The identification of these areas kick-started the Cardiff University team to focus on how SDM implementation could be more successful.

Addressing the barriers to shared decision making

The 'three-talk' model

Our research team developed a new teaching model designed to guide clinicians on how they could integrate SDM in patient consultations. The ‘three-talk' model was based on three stages of patient engagement:

  1. Choice talk ensured that the patient knew that options were available, that they had choice in their decisions, and that their personal preferences were important.
  2. Option talk described the options available, including the risks and benefits of each.
  3. Decision talk focused on patient preferences, or what matters most to the patient, and sought to arrive at a shared treatment decision.

The SDM Train the Trainer programme

Our research team found that the most important factor in enabling SDM was the attitude and communication skills of the clinician during a consultation. In response, a 'Train the Trainer' programme was established.

This combines skills-training workshops, role play scenarios, and implementation planning. The aim of the programme is for clinicians to develop the necessary attitudes, skills and competencies to routinely embed SDM in clinical practice, with adaptations across different clinical settings.

The role play scenarios help clinicians explore what matters to patients, significantly improving communication of treatment risks and addressing attitudinal barriers. Many clinicians who undertook the training acknowledged that rather than 'doing this already' they could implement SDM much better.

Use of patient decision aids

Our research team also identified the most effective ways to share information about treatment options and risks using patient decision aids.

Patient decision aids aim to provide evidence-based information to help patients understand treatment risks and benefits, allowing them to engage in informed and shared decision making.

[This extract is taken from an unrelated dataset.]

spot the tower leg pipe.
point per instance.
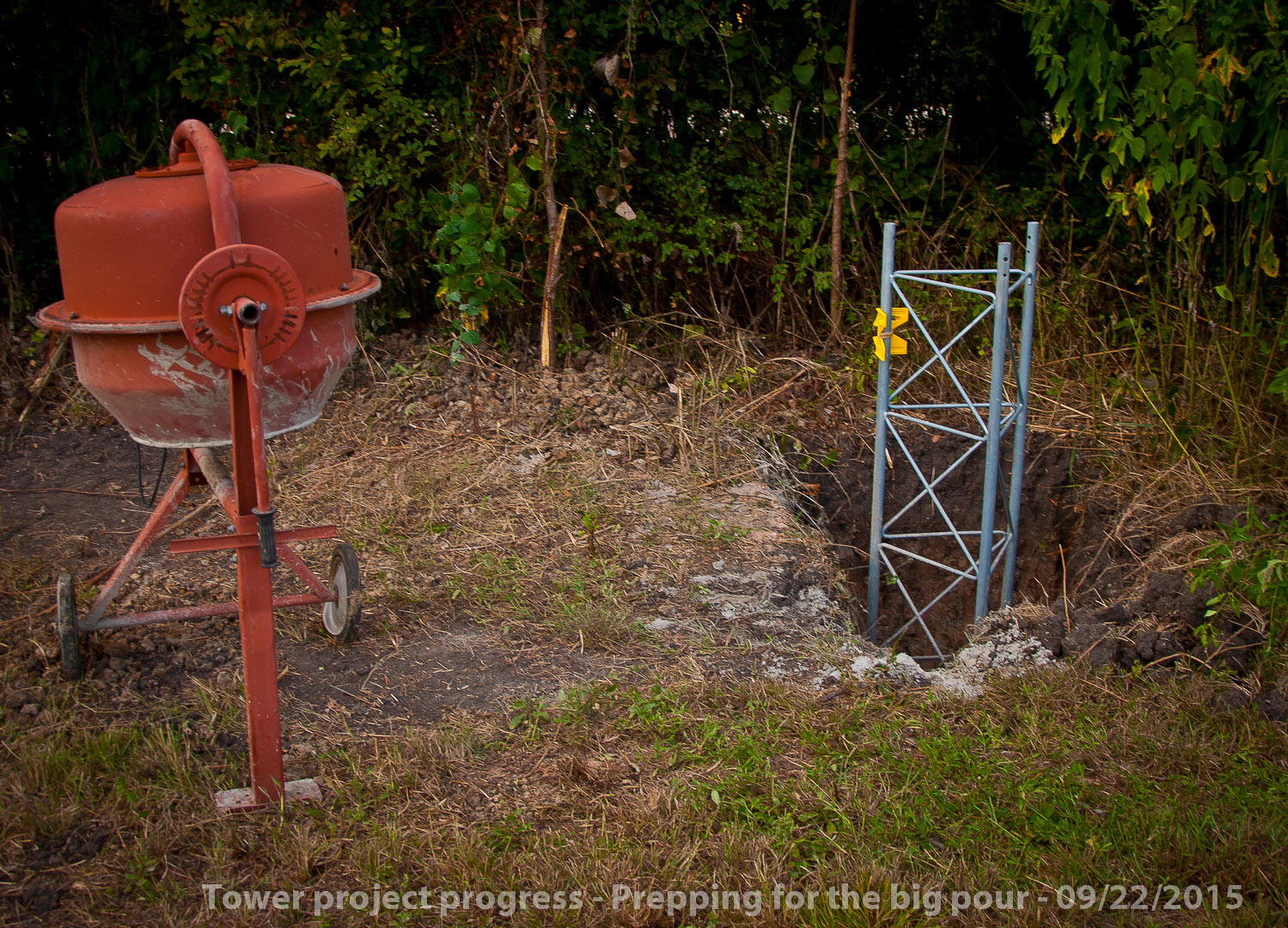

Although multiple types of patient decision aids have been developed previously, our team found that the most effective approach was a simple within-consultation format based on frequently asked questions from previously tested tools.

Essentially, this approach lays out the pros and cons of treatment options against the frequently asked questions of patients. When used within a consultation, patients become more involved with the process.

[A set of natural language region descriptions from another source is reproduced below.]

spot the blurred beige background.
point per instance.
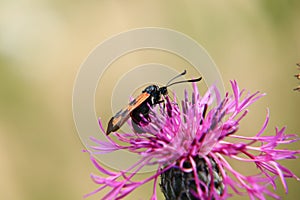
(43, 43)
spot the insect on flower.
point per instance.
(190, 150)
(138, 109)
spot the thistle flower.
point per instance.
(190, 148)
(298, 77)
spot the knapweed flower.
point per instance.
(298, 77)
(191, 147)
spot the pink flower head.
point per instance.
(190, 148)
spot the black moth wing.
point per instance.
(123, 115)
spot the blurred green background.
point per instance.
(43, 43)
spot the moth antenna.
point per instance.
(185, 81)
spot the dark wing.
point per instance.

Clinicians described this as a ‘handover’ effect, with patients becoming more confident and engaging in collaborative dialogue when they were passed the decision aid.

A minimum certification standard – the first internationally recognised quality criteria framework for patient decision aids – was developed as a result of the research and was divided into three categories:

  1. qualifying criteria – required in order for an intervention to be considered a decision aid
  2. certification criteria – without which a decision aid is judged to have a high risk of harmful bias
  3. quality criteria – these strengthen a decision aid but do not present a high risk of harmful bias if not met
GP yellow top

Publishing our research is important, but what matters most is collaborating with our NHS colleagues to make sure that our research makes a difference and improves patient care. Working directly with the healthcare teams to make real changes and improve person-centred care has been extremely rewarding.
Dr Natalie Joseph-Williams Senior Lecturer in Improving Patient Care, Joint Academic Lead for Public Involvement and Engagement

Impact

  • SDM was applied to support more effective clinical decision-making and had a positive impact on interactions with patients and explanation of treatment options.
  • Training of NHS and Public Health Wales healthcare professionals throughout Wales, using the Cardiff ‘three-talk' model to support improved SDM in their organisations.
  • The creation of training packages that could be easily adapted for different settings for example, the embedding of SDM into clinical practice in the Musculoskeletal Physiotherapy service in Aneurin Bevan Health Board.
  • Our research influenced new UK policies and international standards for the creation of patient decision aids in the US, Canada and Norway.